The book traces how NSF's support has provided facilities and education for computing usage by all scientific disciplines, aided in institution and professional community building, supported fundamental research in computer science and allied disciplines, and led the efforts to broaden participation in computing by all segments of society.
Today, the research and infrastructure facilitated by NSF computing programs are significant economic drivers of American society and industry. For example, NSF supported work that led to the first widely-used web browser, Netscape; sponsored the creation of algorithms at the core of the Google search engine; facilitated the growth of the public Internet; and funded research on the scientific basis for countless other applications and technologies. NSF has advanced the development of human capital and ideas for future advances in computing and its applications.
This account is the first comprehensive coverage of NSF's role in the extraordinary growth and expansion of modern computing and its use. It will appeal to historians of computing, policy makers and leaders in government and academia, and individuals interested in the history and development of computing and the NSF.
Author
Richards "Rick" Adrion is Professor Emeritus of Computer Science at the University of Massachusetts Amherst. He continues to be an active researcher in software engineering and computer science education, leading several large NSF projects during his career. He served as an NSF program director from 1976–1978 and 1980–1986, a division director from 2000–2002, and a CISE senior scientist in 1986 and 2002–2003. He held full-time positions at the University of Texas at Austin, Oregon State, and the National Bureau of Standards, as well as consulting, part-time, and visiting positions at a number of not-for-profit organizations, corporate labs, and universities here and abroad. He is a fellow of the ACM and AAAS.

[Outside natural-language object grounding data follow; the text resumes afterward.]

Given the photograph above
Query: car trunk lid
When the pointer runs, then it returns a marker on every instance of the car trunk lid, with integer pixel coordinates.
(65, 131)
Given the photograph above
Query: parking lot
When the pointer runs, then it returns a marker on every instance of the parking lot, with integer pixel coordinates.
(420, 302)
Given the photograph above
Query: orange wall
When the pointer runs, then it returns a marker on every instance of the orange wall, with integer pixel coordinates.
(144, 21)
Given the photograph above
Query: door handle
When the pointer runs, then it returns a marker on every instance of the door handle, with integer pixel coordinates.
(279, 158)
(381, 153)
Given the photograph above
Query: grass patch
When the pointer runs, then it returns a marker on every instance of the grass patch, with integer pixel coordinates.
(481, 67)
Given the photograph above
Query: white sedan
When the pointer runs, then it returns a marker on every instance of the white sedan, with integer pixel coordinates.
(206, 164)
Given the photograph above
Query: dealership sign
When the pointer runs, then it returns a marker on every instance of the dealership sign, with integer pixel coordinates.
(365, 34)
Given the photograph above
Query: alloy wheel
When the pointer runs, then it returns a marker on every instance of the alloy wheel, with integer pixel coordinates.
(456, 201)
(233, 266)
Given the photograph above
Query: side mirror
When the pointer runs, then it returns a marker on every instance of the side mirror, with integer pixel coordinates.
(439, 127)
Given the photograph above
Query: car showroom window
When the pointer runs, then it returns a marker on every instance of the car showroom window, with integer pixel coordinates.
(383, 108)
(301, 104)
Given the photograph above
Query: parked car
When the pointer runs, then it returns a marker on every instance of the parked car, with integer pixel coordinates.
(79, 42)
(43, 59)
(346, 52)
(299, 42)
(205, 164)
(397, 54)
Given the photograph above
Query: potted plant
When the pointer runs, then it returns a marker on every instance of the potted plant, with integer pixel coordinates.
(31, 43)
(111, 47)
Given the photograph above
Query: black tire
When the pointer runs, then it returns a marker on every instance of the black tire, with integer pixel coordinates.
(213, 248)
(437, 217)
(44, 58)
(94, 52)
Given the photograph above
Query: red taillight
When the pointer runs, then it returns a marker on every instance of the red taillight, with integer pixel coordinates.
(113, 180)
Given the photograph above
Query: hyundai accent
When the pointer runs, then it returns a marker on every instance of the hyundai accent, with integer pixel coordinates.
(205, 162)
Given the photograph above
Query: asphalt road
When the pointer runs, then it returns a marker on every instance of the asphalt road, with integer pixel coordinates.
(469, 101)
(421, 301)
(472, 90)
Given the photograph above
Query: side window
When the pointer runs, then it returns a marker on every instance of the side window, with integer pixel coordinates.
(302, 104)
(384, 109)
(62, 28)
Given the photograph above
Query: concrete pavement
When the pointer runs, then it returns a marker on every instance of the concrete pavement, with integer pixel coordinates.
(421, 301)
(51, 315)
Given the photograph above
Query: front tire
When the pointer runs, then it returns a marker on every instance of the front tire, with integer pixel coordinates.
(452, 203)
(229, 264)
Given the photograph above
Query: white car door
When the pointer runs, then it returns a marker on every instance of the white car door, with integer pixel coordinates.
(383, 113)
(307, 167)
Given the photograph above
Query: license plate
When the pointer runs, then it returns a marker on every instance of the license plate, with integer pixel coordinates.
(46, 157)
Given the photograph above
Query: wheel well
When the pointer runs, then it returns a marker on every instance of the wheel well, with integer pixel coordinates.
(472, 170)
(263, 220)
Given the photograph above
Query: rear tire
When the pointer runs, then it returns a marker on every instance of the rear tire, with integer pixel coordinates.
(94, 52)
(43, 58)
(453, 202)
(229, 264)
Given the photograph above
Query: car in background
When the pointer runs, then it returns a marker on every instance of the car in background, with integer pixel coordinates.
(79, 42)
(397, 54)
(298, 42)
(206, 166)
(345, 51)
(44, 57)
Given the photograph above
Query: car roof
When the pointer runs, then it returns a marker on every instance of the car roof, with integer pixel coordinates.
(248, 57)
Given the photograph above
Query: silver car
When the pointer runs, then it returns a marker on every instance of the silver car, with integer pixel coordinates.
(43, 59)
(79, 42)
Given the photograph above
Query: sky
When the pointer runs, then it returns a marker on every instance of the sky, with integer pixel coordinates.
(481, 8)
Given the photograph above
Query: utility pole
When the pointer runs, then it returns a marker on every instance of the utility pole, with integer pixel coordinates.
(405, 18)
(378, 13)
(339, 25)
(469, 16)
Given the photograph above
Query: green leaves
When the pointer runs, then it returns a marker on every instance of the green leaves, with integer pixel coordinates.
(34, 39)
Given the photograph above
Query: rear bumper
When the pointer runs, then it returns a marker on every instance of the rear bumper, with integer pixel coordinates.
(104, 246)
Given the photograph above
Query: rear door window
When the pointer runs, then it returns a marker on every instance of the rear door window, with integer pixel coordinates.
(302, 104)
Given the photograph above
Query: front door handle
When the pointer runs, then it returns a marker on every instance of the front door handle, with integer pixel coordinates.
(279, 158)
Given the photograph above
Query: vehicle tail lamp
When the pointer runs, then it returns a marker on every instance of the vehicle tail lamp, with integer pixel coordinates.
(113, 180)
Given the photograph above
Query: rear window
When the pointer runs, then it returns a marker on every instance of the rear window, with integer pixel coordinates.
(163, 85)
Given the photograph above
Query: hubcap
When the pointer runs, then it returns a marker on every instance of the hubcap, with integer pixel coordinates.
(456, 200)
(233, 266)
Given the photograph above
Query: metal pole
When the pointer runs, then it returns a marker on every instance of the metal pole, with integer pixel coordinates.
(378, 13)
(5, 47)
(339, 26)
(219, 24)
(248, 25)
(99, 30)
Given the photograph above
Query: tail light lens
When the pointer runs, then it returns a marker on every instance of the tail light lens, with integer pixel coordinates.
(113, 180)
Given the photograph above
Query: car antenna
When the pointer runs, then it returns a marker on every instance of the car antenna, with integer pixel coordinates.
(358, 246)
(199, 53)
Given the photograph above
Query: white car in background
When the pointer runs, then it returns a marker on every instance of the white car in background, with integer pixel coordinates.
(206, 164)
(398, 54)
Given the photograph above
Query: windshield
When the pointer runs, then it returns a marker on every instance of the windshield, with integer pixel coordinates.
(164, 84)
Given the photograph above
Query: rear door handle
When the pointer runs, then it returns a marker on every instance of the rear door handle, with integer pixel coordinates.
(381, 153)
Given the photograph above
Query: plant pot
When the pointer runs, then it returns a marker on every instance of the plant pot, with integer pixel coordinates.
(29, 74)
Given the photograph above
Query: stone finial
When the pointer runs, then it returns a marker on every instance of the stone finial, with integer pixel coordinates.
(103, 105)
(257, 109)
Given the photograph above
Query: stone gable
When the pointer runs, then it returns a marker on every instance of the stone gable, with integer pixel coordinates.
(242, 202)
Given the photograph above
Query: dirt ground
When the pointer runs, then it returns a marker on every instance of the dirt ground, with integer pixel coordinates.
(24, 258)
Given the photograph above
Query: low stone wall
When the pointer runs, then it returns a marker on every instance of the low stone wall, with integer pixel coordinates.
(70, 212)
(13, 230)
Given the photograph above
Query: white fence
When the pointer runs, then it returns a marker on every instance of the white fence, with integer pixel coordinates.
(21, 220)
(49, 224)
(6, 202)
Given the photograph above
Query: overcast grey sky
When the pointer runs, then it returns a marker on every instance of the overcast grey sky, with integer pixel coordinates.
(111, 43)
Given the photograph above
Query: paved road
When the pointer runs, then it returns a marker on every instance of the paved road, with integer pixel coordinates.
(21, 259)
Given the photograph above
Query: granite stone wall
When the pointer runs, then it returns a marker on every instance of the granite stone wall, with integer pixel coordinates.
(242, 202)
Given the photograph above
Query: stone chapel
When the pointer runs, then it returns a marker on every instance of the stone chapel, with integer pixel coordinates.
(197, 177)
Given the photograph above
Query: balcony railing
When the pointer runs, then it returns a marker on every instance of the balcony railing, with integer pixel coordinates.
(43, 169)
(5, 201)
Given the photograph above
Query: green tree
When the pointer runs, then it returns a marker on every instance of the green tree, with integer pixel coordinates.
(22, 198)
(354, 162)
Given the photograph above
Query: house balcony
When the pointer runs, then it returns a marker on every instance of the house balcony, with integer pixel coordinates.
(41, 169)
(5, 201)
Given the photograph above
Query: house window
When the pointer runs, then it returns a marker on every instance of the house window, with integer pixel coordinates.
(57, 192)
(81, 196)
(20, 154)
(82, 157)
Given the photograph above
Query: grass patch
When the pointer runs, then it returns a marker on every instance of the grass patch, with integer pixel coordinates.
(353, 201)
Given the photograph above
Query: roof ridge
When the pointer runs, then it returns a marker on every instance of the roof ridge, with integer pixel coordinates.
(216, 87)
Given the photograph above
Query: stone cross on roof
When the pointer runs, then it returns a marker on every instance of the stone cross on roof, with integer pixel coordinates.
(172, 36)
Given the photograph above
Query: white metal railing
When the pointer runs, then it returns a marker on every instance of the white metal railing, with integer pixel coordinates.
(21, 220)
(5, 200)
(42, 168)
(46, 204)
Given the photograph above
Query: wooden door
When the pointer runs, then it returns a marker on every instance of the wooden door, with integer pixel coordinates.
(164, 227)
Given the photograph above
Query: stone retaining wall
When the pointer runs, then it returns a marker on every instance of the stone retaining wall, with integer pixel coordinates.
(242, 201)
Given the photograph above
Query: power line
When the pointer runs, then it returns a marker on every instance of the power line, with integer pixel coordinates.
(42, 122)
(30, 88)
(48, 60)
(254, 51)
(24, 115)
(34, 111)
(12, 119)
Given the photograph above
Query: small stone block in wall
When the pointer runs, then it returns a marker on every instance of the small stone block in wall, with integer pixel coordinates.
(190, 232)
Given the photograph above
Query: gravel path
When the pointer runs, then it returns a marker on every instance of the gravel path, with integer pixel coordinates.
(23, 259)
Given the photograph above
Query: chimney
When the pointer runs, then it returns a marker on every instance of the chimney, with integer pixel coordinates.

William Aspray is Professor of Information Science at the University of Colorado Boulder. He is trained as a historian of science and has spent most of his career studying the histories of computing, information, mathematics, and electrical engineering. He formerly taught at Harvard University, Indiana University Bloomington, University of Pennsylvania, University of Texas at Austin, Virginia Tech, and Williams College, and served in leadership positions at the Charles Babbage Institute, Computing Research Association, and IEEE History Center. He led a history of computing project at NSF in the early 1990s, and he has published three articles and a book about NSF computing activities (Participation in Computing: The National Science Foundation's Expansionary Programs, Springer, 2016).